Horses continued to be used for light shunting well into the 20th century, and many large metropolitan lines lasted into the early 20th century. New York City had a regular horsecar service on the Bleecker Street Line until its closure in 1917. Pittsburgh, Pennsylvania, had its Sarah Street line drawn by horses until 1923. The last regular mule-drawn cars in the US ran in Sulphur Rock, Arkansas, until 1926 and were commemorated by a U.S. postage stamp issued in 1983. The last mule tram service in Mexico City ended in 1932, and a mule tram in Celaya, Mexico, survived until 1954. The last horse-drawn tram to be withdrawn from public service in the UK took passengers from Fintona railway station to Fintona Junction one mile away on the main Omagh to Enniskillen railway in Northern Ireland. The tram made its last journey on 30 September 1957 when the Omagh to Enniskillen line closed. The "van" is preserved at the Ulster Transport Museum.

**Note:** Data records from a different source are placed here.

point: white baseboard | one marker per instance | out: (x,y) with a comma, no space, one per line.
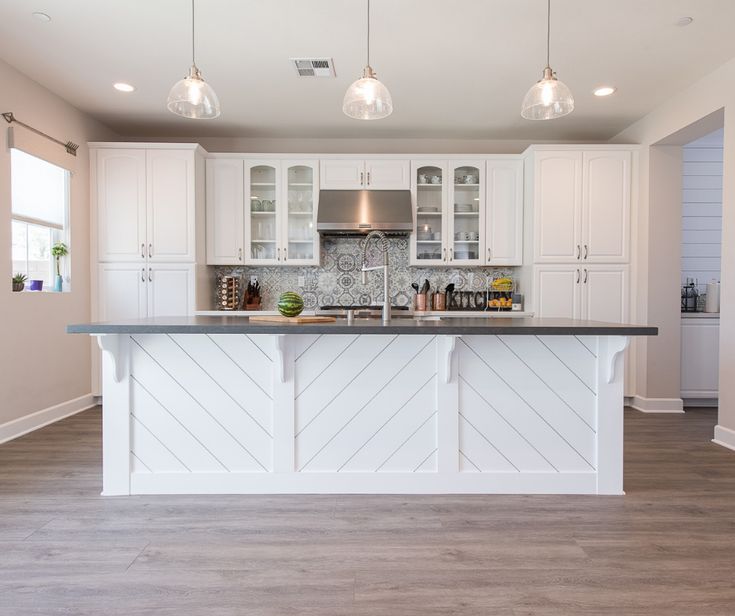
(724,437)
(23,425)
(657,405)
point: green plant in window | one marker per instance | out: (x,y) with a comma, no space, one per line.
(58,250)
(19,282)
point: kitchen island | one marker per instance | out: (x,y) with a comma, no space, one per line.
(229,405)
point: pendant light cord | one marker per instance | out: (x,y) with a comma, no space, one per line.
(193,60)
(368,59)
(548,29)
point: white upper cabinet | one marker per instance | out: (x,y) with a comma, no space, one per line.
(466,213)
(387,174)
(299,238)
(557,206)
(170,290)
(504,213)
(582,206)
(121,205)
(357,174)
(146,205)
(225,211)
(606,207)
(171,200)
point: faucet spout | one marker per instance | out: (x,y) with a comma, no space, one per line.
(383,238)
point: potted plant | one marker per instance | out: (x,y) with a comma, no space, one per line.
(59,250)
(19,282)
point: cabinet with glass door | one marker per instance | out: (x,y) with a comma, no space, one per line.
(300,241)
(263,218)
(466,216)
(429,196)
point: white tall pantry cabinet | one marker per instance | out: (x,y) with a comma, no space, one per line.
(147,221)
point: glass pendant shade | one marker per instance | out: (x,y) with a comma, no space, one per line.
(547,99)
(192,97)
(367,98)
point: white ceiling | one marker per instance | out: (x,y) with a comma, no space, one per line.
(455,69)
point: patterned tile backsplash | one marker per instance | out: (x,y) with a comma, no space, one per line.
(337,280)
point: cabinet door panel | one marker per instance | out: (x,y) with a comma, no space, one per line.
(504,213)
(171,205)
(557,291)
(300,239)
(225,207)
(430,238)
(170,290)
(606,207)
(605,293)
(466,213)
(342,174)
(122,291)
(557,206)
(387,174)
(700,357)
(121,207)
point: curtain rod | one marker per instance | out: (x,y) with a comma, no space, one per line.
(70,146)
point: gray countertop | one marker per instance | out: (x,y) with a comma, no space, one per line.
(452,326)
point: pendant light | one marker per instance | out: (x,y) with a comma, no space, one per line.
(192,97)
(549,98)
(367,98)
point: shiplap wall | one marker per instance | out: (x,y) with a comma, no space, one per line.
(702,209)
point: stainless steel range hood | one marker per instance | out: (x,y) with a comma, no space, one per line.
(349,212)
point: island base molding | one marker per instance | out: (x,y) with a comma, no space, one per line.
(362,413)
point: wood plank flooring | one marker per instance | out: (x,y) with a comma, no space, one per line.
(668,547)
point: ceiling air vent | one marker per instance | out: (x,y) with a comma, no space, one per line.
(314,67)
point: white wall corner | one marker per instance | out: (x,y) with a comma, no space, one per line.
(657,405)
(23,425)
(724,437)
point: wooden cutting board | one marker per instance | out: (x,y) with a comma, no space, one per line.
(277,318)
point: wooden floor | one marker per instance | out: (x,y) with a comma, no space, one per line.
(668,547)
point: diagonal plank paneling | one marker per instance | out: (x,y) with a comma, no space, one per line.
(367,410)
(525,400)
(183,387)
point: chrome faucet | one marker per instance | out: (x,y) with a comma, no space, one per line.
(375,233)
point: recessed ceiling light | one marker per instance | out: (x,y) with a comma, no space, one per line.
(604,91)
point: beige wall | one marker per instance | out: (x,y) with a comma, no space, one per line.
(40,365)
(714,92)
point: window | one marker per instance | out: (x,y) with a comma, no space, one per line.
(40,215)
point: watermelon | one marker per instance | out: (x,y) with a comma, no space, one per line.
(290,304)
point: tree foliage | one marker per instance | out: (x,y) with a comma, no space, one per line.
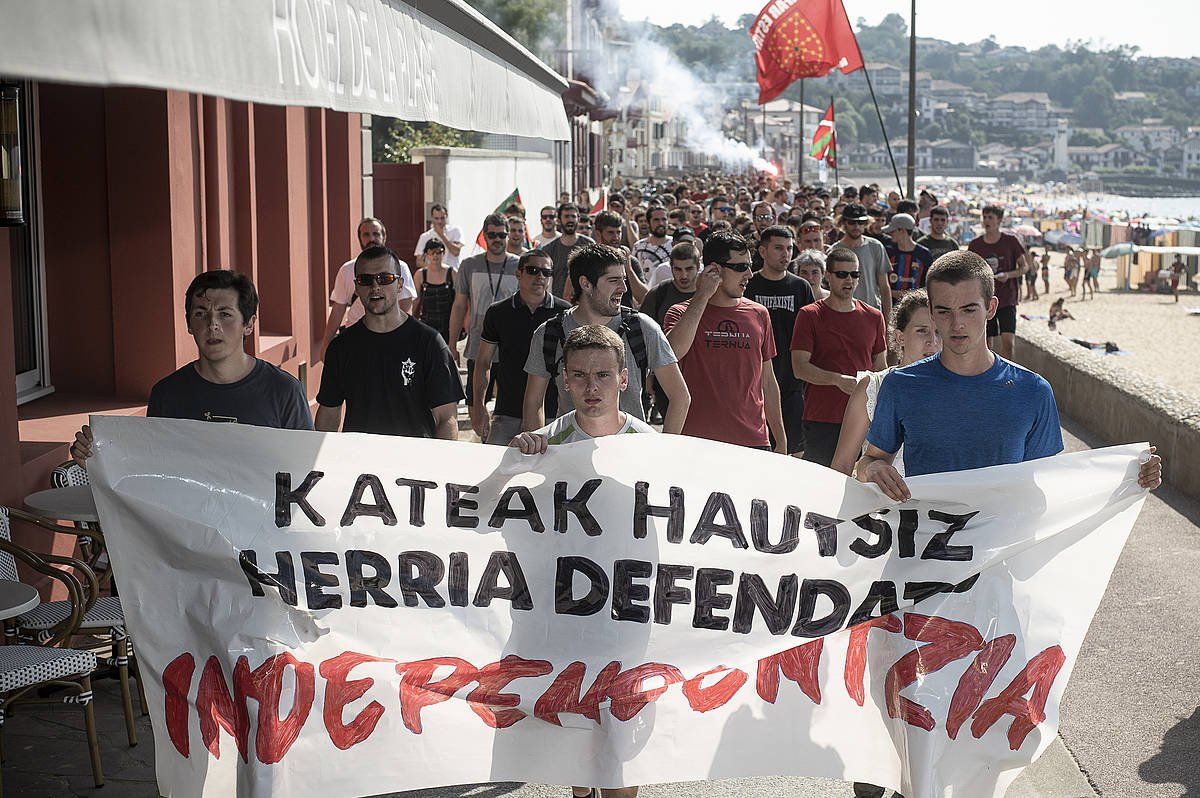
(393,139)
(1078,76)
(538,24)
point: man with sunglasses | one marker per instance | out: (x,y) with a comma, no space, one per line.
(562,247)
(696,221)
(549,227)
(345,309)
(725,347)
(393,375)
(508,331)
(483,280)
(834,340)
(875,269)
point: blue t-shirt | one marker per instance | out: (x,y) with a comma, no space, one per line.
(949,423)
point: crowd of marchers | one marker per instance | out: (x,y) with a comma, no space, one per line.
(838,325)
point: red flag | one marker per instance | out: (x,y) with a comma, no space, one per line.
(825,139)
(601,202)
(802,39)
(515,197)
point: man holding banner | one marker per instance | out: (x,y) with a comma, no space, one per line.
(1007,414)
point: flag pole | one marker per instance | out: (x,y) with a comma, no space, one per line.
(837,178)
(799,143)
(882,129)
(911,167)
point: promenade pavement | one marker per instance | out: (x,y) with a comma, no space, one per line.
(1131,725)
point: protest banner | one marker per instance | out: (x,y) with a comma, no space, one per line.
(353,615)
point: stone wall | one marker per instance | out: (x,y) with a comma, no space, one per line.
(1116,405)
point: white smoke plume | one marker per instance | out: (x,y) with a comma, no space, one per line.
(683,94)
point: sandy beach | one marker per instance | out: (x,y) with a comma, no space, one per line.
(1157,336)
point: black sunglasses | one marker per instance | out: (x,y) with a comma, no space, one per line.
(382,279)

Horse-drawn trams still operate on the 1876-built Douglas Bay Horse Tramway on the Isle of Man, and at the 1894-built horse tram at Victor Harbor in South Australia. New horse-drawn systems have been established at the Hokkaido Museum in Japan and also in Disneyland. A horse-tram route in Polish gmina Mrozy, first built in 1902, was reopened in 2012.
Steam
The first mechanical trams were powered by steam. Generally, there were two types of steam tram. The first and most common had a small steam locomotive at the head of a line of one or more carriages, similar to a small train. Systems with such steam trams included Christchurch, New Zealand; Sydney, Australia; other city systems in New South Wales; Munich, Germany, British India and the Dublin & Blessington Steam Tramway in Ireland. Steam tramways also were used on the suburban tramway lines around Milan and Padua; the last Gamba de Legn tramway ran on the Milan-Magenta-Castano Primo route in late 1957.The other style of steam tram had the steam engine in the body of the tram, referred to as a tram engine or steam dummy. The most notable system to adopt such trams was in Paris. French-designed steam trams also operated in Rockhampton, in the Australian state of Queensland between 1909 and 1939. Stockholm, Sweden, had a steam tram line at the island of Södermalm between 1887 and 1901.

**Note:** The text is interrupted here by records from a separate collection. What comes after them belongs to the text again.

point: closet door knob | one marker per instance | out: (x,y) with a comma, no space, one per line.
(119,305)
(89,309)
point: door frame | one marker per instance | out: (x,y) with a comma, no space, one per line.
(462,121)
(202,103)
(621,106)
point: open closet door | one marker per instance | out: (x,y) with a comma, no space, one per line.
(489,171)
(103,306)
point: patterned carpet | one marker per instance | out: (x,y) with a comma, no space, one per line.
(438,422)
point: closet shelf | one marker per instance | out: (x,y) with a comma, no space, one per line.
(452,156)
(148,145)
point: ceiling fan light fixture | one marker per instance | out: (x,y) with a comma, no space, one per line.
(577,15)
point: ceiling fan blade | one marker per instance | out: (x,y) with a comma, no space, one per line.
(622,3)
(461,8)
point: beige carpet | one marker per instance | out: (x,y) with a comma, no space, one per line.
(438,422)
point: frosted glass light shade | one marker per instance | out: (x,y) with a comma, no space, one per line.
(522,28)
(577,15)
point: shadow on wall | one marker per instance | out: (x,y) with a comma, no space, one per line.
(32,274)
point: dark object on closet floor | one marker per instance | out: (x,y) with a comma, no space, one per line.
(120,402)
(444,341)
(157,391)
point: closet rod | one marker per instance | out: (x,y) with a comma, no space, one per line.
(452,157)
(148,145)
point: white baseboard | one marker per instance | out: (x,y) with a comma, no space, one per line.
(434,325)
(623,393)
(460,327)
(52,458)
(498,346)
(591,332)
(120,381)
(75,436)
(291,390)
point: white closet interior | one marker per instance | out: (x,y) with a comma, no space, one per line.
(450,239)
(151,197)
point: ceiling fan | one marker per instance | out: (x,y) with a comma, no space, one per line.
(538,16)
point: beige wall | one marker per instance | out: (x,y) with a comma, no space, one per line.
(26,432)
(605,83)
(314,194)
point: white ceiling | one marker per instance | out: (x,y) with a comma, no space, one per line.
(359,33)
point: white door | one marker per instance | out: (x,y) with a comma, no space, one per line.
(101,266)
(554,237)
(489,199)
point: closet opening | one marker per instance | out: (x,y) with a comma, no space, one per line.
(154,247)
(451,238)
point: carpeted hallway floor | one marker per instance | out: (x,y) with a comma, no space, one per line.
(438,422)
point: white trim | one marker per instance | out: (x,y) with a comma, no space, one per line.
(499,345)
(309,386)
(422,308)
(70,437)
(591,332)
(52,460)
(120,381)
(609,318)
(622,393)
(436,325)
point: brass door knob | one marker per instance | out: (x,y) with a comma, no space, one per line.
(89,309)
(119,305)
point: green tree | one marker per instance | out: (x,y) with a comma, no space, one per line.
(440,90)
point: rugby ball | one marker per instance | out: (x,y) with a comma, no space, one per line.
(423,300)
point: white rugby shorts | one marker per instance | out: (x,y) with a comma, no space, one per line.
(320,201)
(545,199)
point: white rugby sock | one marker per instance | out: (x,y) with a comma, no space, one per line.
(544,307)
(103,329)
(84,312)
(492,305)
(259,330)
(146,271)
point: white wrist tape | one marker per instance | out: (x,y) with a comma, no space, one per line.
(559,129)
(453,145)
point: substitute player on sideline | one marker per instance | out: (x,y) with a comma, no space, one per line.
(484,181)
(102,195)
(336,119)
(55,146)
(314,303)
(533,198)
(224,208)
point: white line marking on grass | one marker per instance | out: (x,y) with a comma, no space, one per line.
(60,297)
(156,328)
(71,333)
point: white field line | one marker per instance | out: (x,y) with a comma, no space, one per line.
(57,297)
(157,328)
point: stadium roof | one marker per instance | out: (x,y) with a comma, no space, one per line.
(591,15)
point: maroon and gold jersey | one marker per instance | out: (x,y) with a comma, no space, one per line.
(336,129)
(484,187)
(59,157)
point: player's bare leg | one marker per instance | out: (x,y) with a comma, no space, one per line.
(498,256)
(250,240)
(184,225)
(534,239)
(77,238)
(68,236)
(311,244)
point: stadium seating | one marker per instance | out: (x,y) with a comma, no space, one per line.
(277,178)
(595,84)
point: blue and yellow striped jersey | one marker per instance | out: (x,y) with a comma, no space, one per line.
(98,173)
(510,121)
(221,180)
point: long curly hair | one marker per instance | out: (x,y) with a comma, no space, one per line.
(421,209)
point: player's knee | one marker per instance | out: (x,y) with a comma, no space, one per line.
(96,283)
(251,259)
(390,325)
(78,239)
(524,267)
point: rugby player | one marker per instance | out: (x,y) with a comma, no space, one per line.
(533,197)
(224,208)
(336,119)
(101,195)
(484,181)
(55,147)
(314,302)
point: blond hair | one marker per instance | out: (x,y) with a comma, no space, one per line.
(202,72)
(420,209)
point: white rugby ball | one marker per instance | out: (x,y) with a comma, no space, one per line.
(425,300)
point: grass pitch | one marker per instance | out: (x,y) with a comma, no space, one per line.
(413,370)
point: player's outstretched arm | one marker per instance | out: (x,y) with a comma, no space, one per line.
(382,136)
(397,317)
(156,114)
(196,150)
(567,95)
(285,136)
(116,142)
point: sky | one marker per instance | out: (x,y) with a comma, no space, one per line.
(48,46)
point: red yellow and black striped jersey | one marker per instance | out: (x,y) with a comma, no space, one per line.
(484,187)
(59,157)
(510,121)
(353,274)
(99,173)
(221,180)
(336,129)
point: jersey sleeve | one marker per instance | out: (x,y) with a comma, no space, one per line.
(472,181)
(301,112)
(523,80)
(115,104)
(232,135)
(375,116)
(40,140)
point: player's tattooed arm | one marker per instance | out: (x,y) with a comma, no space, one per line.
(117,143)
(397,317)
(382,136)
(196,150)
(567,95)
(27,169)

Tram engines usually had modifications to make them suitable for street running in residential areas. The wheels, and other moving parts of the machinery, were usually enclosed for safety reasons and to make the engines quieter. Measures were often taken to prevent the engines from emitting visible smoke or steam. Usually the engines used coke rather than coal as fuel to avoid emitting smoke; condensers or superheating were used to avoid emitting visible steam. A major drawback of this style of tram was the limited space for the engine, so that these trams were usually underpowered. Steam trams faded out around the 1890s to 1900s, being replaced by electric trams.